Sun, Apr 03, 2005 - Page 10 News List

Oil prices surge past US$57 a barrel

NEW HIGH Light, sweet crude oil climbed nearly US$2 on Friday amid growing concern over supplies. Meanwhile airlines and fuel traders tried to lock in prices

AP , WASHINGTON

Oil prices rallied to a settlement high above US$57 a barrel on Friday, sparked by a surge in gasoline futures as worries about tight petroleum-product supplies continued to push the market higher.

Analysts said the nearly US$2-a-barrel run-up in oil prices suggested there is new money coming into the market from hedge funds and other speculators, as well as from commercial players, such as airlines and fuel distributors, that are trying to lock in prices now out of fear that the upward trend may continue.

Another factor appeared to be an investment bank report that said strong demand and tight supplies could cause a "super spike" that will push oil prices above US$100 a barrel.

After climbing as high as US$57.49 a barrel, light, sweet crude for May delivery settled at US$57.27 a barrel on the New York Mercantile Exchange, an increase of US$1.87. The previous Nymex settlement high was US$56.72 a barrel, set on March 18. The exchange's intraday peak of US$57.60 was set on March 17.

In London, Brent crude futures rose US$2.22 to US$56.51 a barrel on the International Petroleum Exchange.

Oil prices are now 67 percent higher than a year ago, but still well below the inflation-adjusted high above US$90 a barrel set in 1980.

Oil analyst Marshall Steeves of Refco Group Inc in New York said the rally in fuel prices is "overdone."

"I don't think the sky's the limit," Steeves said. "At some point, there'll be some impact on demand. But where that price is, is hard to determine."

At the moment, gasoline demand is up about 2 percent from a year ago and the average retail price of unleaded gasoline is US$2.15 a gallon (3.8 liters) in the US, according to the US Energy Department.

On Friday, gasoline futures rose nearly US$0.07 to US$1.73 a gallon. Gasoline futures are up more than US$0.15, or 10 percent, over the past three days.

Tom Kloza, director of Oil Price Information Service, said the recent surge in gasoline futures means average US pump prices are likely to rise above US$2.25 a gallon within a few weeks.

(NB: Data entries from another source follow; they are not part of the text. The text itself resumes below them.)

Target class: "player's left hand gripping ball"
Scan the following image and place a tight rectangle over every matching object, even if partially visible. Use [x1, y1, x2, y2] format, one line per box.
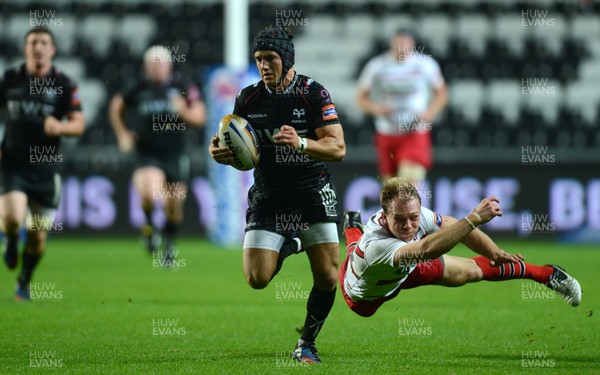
[217, 114, 260, 171]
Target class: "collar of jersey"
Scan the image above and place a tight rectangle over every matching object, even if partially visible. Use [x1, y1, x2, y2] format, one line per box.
[264, 71, 298, 95]
[23, 63, 55, 79]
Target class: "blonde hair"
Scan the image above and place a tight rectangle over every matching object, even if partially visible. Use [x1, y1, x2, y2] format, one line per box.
[144, 45, 172, 65]
[380, 177, 421, 213]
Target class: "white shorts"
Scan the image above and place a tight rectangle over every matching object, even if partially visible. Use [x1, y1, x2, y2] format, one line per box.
[243, 222, 339, 252]
[26, 201, 57, 232]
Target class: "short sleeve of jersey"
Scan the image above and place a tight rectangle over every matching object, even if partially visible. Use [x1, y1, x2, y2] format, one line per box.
[121, 83, 138, 107]
[420, 206, 443, 233]
[0, 69, 18, 109]
[307, 79, 339, 128]
[66, 78, 82, 112]
[424, 57, 445, 89]
[357, 55, 382, 89]
[233, 90, 246, 117]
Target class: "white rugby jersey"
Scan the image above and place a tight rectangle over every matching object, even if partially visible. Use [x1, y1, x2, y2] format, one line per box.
[357, 52, 445, 135]
[344, 207, 443, 301]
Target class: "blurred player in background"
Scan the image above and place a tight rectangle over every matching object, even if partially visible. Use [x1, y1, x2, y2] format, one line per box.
[109, 46, 206, 262]
[356, 29, 448, 184]
[340, 178, 582, 318]
[209, 27, 345, 363]
[0, 27, 84, 300]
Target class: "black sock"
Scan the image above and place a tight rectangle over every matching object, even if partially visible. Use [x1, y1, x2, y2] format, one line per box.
[18, 251, 43, 286]
[143, 210, 154, 229]
[6, 234, 19, 252]
[300, 286, 336, 343]
[164, 221, 178, 246]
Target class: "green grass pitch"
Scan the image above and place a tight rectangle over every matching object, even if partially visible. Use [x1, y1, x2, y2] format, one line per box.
[0, 237, 598, 374]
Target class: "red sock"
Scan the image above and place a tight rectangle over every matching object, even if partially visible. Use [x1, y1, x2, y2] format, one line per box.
[344, 228, 362, 256]
[472, 256, 553, 284]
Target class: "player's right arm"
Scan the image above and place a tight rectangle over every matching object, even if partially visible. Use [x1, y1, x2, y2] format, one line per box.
[356, 85, 393, 117]
[392, 197, 503, 266]
[208, 135, 234, 165]
[108, 93, 135, 153]
[355, 58, 393, 117]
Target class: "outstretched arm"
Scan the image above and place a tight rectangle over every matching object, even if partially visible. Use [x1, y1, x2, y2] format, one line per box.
[442, 216, 524, 265]
[393, 197, 503, 266]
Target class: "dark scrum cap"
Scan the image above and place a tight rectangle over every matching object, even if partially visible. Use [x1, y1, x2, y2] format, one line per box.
[251, 26, 295, 79]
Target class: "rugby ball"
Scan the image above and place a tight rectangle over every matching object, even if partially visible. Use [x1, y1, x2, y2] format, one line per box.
[217, 114, 260, 171]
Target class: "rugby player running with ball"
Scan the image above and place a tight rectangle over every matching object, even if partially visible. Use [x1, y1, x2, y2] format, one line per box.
[209, 27, 345, 364]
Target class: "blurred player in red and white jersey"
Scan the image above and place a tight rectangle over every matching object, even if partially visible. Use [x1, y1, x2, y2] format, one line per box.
[340, 178, 582, 318]
[0, 28, 84, 300]
[109, 46, 206, 262]
[356, 29, 448, 184]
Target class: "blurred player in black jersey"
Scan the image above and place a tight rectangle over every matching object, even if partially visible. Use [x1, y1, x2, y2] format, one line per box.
[209, 27, 345, 364]
[109, 46, 206, 261]
[0, 27, 84, 300]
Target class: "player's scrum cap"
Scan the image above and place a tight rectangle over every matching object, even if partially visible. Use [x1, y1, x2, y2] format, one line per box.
[252, 26, 295, 80]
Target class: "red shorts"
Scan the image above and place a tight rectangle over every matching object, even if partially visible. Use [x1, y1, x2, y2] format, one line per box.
[375, 132, 432, 177]
[338, 253, 444, 318]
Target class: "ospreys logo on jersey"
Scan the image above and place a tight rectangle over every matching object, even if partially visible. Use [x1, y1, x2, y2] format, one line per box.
[291, 108, 306, 124]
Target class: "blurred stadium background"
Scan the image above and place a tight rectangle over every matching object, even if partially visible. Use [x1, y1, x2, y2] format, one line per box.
[1, 0, 599, 241]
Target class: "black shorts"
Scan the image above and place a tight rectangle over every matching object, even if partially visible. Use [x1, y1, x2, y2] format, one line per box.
[245, 182, 340, 235]
[0, 168, 61, 208]
[136, 153, 190, 183]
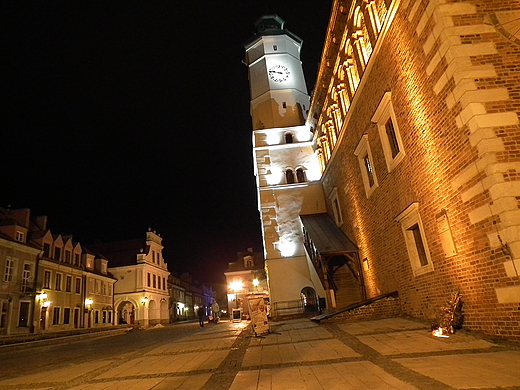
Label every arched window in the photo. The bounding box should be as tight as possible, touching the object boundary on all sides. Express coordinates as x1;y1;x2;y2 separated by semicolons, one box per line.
285;133;294;143
296;168;306;183
285;169;295;184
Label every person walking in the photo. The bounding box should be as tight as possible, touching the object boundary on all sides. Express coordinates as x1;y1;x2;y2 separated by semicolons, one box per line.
211;300;220;324
197;305;205;327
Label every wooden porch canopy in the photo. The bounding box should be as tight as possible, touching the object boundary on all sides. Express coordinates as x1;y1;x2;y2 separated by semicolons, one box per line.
300;213;365;298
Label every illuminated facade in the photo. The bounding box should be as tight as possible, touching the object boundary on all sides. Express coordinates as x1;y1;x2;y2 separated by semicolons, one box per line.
0;207;117;335
244;16;327;316
88;229;170;327
307;0;520;339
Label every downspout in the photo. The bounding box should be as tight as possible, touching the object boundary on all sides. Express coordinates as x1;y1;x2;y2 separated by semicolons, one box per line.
29;251;42;333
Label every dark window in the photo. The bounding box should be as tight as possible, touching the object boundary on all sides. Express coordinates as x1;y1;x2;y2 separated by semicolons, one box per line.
18;302;30;327
285;169;295;184
285;133;293;143
53;307;60;325
95;311;99;324
65;250;71;263
65;276;72;292
63;308;70;324
54;247;61;261
385;118;400;158
75;278;81;294
296;168;306;183
147;273;151;287
74;253;80;266
409;224;428;266
102;311;107;323
153;274;157;288
55;274;62;291
43;271;51;289
43;243;51;257
364;154;375;187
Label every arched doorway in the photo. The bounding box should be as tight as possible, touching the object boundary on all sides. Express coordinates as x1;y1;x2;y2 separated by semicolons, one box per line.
301;287;318;313
117;301;135;325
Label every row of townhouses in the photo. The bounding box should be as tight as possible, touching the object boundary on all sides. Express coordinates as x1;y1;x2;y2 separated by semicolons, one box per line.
0;206;213;335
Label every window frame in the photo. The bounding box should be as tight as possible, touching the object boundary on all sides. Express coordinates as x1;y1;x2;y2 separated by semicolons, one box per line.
372;92;405;172
329;187;344;226
395;202;434;277
354;134;379;198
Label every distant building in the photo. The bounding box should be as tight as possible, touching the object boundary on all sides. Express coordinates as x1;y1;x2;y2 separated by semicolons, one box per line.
0;207;117;335
0;208;41;334
87;229;170;327
224;248;267;318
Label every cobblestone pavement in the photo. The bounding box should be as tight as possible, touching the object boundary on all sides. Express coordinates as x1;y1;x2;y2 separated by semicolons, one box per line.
1;317;519;389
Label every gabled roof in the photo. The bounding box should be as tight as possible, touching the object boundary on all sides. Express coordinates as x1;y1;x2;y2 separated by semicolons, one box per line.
300;214;358;254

However, Kloza added in an e-mail, "that's not to say that the market is acting in a justified, dignified, and appropriate manner. It hasn't been doing that for a while."

Several analysts have been critical of an extremely bullish report that Goldman Sachs distributed to the media on Thursday, saying it created unreasonable fear in the market. The report said that oil prices could go as high as US$105 a barrel -- the price Goldman Sachs said may be necessary to significantly curb energy consumption.

Goldman Sachs analyst Arjun Murti said factors contributing to the run-up in prices include geopolitical turmoil in oil-producing countries.

"Oil markets may have entered the early stages of what we have referred to as a 'super spike' period -- a multiyear trading band of oil prices high enough to meaningfully reduce energy consumption and recreate a spare capacity cushion only after which will lower energy prices return," the report said.

Other analysts said they would expect a slowdown in demand well before that point, and that oil producing nations already have plenty of economic incentive to add more supply to the market.

Oil analyst Victor Shum of Texas-based Purvin & Gertz in Singapore said the chances of crude oil reaching US$105 a barrel were slim.

"It will take a confluence of many events to happen," he said. "For example, if oil reserves in Saudi Arabia were significantly destroyed, then we could see a spike."